An adhesive tape was made by cutting the sheet coated with this adhesive into a width of 15 mm, and a 180° beer test was performed according to J15-Z-1522 to measure the adhesive strength, and the adhesive strength was 300 g. /l 5+u.

*1800 peel test refers to adhesive tape being attached to a stainless steel plate, the rubber roll at 2 o'clock being moved back and forth twice, and then the adhesive tape being folded back at 180 degrees to the test panel.
This is a method of peeling at a speed of 300 mm/van and measuring the peeling force at this time.

Example 2 An adhesive composition was polymerized and crosslinked in the same manner as in Example 1 except that the monomer composition in Example 1 was replaced with 100 parts by weight of 2-ethylhexyl acrylate and 30 parts by weight of diaseptone acrylamide. An adhesive tape was prepared and the adhesive strength was measured using the method described above, and it was found to be 390 g/15 mm.

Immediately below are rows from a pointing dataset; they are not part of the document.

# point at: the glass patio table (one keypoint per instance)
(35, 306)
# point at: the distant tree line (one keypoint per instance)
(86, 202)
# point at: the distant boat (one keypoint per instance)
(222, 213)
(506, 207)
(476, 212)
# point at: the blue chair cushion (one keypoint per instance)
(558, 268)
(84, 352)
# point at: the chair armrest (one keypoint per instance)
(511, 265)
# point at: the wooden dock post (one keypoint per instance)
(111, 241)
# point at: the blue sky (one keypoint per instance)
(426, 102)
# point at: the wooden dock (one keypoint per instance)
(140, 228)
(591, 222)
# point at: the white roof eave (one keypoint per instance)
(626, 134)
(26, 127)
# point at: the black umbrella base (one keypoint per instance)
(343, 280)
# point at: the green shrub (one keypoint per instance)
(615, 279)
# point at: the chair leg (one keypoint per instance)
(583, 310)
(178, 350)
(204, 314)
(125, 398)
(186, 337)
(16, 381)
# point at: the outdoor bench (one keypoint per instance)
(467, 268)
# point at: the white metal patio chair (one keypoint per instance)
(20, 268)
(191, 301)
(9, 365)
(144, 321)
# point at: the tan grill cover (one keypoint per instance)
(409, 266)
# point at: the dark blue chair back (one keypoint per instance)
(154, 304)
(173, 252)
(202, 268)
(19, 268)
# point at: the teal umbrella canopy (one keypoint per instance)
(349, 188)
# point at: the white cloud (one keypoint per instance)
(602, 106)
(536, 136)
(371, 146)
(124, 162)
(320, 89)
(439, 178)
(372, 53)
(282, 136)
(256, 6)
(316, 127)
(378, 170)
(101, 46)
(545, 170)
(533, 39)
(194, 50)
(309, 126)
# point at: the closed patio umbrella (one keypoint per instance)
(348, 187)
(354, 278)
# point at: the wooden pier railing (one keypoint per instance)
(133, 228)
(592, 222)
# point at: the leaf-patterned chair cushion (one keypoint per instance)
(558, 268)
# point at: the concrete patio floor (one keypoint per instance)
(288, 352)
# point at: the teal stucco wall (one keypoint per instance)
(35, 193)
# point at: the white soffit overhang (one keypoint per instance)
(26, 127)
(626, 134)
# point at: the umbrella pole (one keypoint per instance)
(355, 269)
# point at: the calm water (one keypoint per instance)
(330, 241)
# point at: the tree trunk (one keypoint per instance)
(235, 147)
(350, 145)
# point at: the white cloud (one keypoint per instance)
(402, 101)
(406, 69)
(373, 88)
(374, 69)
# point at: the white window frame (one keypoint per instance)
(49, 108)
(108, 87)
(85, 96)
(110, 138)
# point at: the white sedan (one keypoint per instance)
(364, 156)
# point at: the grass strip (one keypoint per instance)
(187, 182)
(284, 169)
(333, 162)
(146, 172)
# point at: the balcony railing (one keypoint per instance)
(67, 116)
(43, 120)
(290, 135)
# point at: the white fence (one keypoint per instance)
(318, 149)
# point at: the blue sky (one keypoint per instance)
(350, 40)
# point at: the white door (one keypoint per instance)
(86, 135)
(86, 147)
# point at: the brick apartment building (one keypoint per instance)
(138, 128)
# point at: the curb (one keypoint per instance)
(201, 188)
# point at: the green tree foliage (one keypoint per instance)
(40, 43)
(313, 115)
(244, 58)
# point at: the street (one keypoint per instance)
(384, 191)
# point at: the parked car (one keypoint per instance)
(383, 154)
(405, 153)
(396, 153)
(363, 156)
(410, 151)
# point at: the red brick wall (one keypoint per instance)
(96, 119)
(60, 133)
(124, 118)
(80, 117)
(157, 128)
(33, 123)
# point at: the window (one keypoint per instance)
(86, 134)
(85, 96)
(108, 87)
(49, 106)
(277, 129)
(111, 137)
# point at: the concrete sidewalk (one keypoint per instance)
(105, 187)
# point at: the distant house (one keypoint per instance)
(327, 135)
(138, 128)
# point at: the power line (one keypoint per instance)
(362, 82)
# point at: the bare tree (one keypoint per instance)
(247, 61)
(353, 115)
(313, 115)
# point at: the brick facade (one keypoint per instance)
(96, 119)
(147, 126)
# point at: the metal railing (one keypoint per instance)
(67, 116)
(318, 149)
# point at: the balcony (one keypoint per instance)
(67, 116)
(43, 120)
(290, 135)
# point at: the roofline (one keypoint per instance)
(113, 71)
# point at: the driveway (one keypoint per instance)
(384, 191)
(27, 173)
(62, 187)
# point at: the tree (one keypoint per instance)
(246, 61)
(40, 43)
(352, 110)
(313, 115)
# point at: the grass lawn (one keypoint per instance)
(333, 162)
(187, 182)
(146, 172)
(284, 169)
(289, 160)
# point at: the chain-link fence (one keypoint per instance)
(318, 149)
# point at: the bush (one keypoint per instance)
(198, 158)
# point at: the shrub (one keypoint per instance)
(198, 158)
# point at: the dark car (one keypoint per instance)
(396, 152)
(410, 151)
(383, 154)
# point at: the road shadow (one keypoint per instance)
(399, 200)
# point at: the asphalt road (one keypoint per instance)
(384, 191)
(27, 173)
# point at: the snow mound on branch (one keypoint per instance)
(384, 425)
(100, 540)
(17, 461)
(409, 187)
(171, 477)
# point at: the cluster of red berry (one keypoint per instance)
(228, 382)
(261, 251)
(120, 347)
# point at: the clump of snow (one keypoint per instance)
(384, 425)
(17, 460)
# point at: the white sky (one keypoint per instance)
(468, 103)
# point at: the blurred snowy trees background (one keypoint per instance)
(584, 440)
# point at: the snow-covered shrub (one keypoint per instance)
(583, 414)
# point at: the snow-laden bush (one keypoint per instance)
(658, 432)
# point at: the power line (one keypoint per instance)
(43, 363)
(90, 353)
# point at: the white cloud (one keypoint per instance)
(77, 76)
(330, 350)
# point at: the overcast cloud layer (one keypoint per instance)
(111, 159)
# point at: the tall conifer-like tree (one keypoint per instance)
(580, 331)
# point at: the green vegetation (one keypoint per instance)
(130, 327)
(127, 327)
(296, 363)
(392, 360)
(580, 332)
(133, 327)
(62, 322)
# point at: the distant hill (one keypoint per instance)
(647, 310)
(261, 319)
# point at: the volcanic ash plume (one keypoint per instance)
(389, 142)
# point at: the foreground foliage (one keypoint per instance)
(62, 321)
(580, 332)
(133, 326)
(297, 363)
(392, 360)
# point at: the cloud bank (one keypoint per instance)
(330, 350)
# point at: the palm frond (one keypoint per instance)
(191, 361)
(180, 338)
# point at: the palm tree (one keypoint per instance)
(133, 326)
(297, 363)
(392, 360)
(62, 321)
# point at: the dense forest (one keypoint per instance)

Example 3 100 parts by weight of 2-ethylhexyl acrylate and 2-
30 parts by weight of a binary copolymer of 100 parts by weight of 2-ethylhexyl acrylate and 35 parts by weight of todia-7ton acrylamide were blended with 70 parts by weight of a monomer obtained by blending 40 parts by weight of hydroxyethyl acrylate. ,
An adhesive composition was prepared by adding 1 part by weight of benzoin and 1 part by weight of diethylaniline.

Next, this adhesive composition was applied uniformly to a thickness of 25 μm on a release paper whose surface had been siliconized, and the adhesive composition was irradiated with a 600W high-pressure mercury lamp from a distance of 20 cm in a nitrogen atmosphere for 7 minutes. was polymerized and crosslinked on release paper.

Next, a 50μ soft vinyl chloride film was laminated on the surface of this adhesive, and the adhesive was transferred to the film base material to create an adhesive sheet covered with release paper.

This adhesive sheet was cut into 15 strips to make tape pieces for measuring adhesive strength, and the adhesive strength was measured at 500 g/15
It was a.

Claims (1)

[Claims] 1h. 100 parts by weight of an acrylic compound represented by the formula CH2=C-C00R2 (wherein R1 is hydrogen or a methyl group, and R2 is an alkyl group having 4 or more carbon atoms) and diacetone acrylamide or an ester moiety. A composition comprising 1 to 100 parts by weight of an ester of acrylic acid or methacrylic acid having a hydroxyl group, and a polymer of an acrylic ester or methacrylic ester or an acrylic ester or methacrylic ester and a vinyl monomer, A method for producing a pressure-sensitive adhesive, which comprises providing it on a base material or release paper and polymerizing it in substantially the absence of a solvent.